The curtain went up at eight o'clock, and the French actors began their mimic contortions of face, lips, legs and shoulders for three mortal hours, and while there was a constant shifting of scenes, citizens, soldiers, Jews and battering rams, yells, groans and cheers, it looked as if the audience, including King Henry, was doing the most of the acting, and all the cheering!
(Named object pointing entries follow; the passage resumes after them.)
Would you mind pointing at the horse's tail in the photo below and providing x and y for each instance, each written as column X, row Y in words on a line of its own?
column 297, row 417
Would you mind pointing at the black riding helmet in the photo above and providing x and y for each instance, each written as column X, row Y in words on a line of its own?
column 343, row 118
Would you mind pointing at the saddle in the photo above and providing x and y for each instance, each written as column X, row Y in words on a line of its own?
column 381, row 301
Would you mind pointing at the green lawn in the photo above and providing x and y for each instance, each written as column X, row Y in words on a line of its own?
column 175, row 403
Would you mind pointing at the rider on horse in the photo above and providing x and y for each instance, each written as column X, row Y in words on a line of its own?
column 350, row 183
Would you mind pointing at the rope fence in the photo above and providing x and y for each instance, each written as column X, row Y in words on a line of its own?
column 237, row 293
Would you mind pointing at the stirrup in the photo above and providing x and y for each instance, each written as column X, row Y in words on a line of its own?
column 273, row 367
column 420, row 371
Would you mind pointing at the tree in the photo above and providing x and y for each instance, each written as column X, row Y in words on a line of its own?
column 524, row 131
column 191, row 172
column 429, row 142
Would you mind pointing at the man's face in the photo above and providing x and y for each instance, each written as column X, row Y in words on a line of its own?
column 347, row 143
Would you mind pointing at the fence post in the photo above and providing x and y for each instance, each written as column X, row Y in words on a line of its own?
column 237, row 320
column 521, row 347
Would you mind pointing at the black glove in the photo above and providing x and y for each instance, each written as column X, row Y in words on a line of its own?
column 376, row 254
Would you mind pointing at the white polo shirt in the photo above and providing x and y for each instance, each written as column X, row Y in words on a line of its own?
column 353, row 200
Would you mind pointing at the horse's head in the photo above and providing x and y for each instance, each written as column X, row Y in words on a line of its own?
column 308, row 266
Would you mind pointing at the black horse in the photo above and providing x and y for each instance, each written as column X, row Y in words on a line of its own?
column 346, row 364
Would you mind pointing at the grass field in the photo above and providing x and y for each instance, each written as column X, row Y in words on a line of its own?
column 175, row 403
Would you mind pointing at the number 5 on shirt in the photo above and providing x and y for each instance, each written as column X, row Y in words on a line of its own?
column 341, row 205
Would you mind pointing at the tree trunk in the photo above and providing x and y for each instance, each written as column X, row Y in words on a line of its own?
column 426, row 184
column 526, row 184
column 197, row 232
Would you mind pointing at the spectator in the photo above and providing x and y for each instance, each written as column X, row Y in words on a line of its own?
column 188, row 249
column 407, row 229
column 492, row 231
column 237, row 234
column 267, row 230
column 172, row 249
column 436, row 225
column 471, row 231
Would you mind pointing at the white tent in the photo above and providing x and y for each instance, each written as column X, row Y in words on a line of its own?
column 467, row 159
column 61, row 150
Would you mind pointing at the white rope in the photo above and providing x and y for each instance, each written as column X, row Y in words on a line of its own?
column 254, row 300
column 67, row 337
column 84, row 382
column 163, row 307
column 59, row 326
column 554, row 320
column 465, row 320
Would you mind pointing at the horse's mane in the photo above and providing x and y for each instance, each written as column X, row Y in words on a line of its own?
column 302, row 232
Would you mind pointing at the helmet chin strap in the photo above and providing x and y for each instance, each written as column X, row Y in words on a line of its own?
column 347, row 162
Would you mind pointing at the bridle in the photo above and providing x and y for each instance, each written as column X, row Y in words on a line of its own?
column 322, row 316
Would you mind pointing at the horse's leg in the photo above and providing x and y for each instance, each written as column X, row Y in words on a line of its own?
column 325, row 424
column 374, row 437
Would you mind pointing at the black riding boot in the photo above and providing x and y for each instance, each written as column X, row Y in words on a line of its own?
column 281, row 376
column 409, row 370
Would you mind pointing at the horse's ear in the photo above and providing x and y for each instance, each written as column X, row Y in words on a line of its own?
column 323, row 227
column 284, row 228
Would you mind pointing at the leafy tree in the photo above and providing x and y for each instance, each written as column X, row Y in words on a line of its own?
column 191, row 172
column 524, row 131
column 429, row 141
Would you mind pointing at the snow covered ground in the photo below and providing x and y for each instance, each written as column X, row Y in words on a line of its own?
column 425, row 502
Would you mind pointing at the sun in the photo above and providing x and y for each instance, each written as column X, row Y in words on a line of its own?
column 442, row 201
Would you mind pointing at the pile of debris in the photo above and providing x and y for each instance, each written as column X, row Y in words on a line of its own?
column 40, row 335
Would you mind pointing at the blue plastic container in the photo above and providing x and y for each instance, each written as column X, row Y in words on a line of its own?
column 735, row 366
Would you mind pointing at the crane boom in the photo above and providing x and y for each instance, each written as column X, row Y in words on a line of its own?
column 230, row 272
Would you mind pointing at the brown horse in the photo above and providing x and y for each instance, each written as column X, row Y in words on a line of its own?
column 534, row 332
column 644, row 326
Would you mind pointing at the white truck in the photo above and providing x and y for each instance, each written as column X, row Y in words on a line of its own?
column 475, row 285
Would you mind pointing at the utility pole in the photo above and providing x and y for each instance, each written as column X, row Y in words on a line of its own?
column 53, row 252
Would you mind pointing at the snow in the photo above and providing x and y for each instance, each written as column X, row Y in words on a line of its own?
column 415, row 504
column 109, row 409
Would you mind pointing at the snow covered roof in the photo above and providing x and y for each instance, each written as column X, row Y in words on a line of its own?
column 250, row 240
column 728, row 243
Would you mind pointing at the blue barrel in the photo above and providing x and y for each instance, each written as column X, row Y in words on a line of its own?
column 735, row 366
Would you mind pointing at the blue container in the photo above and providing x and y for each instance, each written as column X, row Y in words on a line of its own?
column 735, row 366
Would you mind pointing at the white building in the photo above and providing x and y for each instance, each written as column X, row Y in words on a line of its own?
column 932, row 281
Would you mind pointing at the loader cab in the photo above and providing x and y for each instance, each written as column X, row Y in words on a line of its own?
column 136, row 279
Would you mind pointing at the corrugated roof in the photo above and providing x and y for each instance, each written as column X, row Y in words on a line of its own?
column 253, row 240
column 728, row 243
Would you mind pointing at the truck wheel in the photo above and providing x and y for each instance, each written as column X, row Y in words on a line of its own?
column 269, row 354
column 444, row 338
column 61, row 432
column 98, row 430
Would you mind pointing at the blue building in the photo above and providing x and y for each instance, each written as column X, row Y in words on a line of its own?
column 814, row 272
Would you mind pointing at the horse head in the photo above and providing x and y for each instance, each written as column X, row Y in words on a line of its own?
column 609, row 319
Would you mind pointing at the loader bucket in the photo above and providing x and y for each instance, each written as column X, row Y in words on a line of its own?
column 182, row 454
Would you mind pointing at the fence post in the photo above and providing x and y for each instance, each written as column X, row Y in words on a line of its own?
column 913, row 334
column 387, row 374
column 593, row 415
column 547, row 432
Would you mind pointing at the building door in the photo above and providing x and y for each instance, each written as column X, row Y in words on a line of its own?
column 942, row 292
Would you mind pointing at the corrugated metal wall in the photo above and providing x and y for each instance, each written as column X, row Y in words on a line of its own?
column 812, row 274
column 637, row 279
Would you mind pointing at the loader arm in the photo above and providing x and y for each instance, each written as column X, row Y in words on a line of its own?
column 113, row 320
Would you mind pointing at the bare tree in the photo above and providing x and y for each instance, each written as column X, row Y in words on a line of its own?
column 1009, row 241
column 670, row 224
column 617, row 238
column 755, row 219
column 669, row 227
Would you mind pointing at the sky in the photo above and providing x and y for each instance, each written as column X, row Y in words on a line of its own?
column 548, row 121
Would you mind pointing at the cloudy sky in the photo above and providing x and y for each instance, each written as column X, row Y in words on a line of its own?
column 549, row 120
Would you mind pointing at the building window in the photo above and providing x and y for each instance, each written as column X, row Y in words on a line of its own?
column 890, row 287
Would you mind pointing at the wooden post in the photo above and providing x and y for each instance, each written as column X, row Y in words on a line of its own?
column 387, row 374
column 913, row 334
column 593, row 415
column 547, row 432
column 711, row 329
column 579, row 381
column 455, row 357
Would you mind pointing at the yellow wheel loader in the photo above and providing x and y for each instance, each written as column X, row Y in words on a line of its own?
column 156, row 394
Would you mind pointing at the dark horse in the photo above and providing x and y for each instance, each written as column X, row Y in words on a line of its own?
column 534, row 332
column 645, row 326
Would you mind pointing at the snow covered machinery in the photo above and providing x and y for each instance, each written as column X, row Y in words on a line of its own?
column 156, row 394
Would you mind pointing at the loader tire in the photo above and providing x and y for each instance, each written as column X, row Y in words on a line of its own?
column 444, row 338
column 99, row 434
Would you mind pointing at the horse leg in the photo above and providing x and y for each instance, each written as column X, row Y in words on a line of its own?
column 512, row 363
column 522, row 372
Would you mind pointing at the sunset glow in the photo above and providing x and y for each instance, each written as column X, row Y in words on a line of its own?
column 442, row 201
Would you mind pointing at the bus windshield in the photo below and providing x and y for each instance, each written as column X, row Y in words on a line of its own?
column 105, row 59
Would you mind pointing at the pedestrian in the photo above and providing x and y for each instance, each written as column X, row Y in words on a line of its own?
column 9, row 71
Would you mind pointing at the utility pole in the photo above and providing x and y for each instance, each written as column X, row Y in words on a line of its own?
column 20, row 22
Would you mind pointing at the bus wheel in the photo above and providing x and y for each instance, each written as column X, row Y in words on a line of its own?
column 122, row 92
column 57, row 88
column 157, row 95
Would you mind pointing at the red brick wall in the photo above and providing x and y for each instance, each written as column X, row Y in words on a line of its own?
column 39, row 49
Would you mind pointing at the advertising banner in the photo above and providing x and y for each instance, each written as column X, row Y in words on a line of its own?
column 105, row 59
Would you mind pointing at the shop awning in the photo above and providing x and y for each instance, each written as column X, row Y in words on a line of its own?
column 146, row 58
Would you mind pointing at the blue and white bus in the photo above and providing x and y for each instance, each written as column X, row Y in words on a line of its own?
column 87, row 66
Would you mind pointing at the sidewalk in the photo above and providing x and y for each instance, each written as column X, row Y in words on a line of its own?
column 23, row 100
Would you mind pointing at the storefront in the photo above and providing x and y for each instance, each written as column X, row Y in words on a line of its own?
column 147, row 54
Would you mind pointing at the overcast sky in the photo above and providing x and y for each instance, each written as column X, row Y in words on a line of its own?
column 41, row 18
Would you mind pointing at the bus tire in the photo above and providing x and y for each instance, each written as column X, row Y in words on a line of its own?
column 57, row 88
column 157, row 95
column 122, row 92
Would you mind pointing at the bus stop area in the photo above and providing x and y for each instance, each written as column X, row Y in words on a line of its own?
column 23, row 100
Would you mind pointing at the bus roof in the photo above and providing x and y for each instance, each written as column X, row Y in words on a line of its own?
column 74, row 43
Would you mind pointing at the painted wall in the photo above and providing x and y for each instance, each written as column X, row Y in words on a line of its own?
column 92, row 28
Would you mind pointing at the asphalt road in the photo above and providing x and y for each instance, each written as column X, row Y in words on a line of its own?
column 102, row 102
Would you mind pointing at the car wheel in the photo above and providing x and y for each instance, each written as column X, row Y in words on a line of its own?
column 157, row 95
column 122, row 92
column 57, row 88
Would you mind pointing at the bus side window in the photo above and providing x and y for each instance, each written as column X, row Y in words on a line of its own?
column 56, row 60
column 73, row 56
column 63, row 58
A maniac would be thoroughly at home in a French theatre!

The play had neither head, tail nor body, but it was sufficient for the excitable, revolutionary Frenchman to see that the Jews were being robbed, banished and slaughtered in the interest of Christianity and the late Jesus, who is reported as hav

ing taught the lessons of "love," "charity" and "mercy!"

The "Son of God," it seems, had been crucified more than fifteen hundred years before the audience had been created; and although "Old Neb" of Babylon had destroyed a million of Hebrews several hundred years previous to the birth of the Bethlehem "Savior of Mankind," the "frog" and "snail" eaters of France were still breaking their lungs and throats in cheering for the destruction of anybody!

It was one o'clock in the morning when we got back to the hotel; and with the Bacchanalian racket made by the "students" and fantastic "grisettes" it must have been nearly daylight before William and myself fell into the arms of sleep.

Sliding into the realm of dreams I heard the "mammoth man" murmur:

"Sleep, that knits up the raveled sleeve of care, The death of each day's life, sore labor's bath, Balm of hurt minds, great nature's second course, Chief nourisher in life's feast!"

Jodelle, Lariney, Corneille, Moliere, Racine, La Fontaine, Rousseau, Voltaire, Balzac, or even Hugo, never uttered such masterly philosophy.

After partaking of a French breakfast, smothered with herbs and mystery, we hired a fancy phaeton and voluble driver to whirr us around the principal streets, parks and buildings of the rushing, brilliant city, everything moving as if the devil were out with a search warrant for some of the stray citizens of his imperial dominions.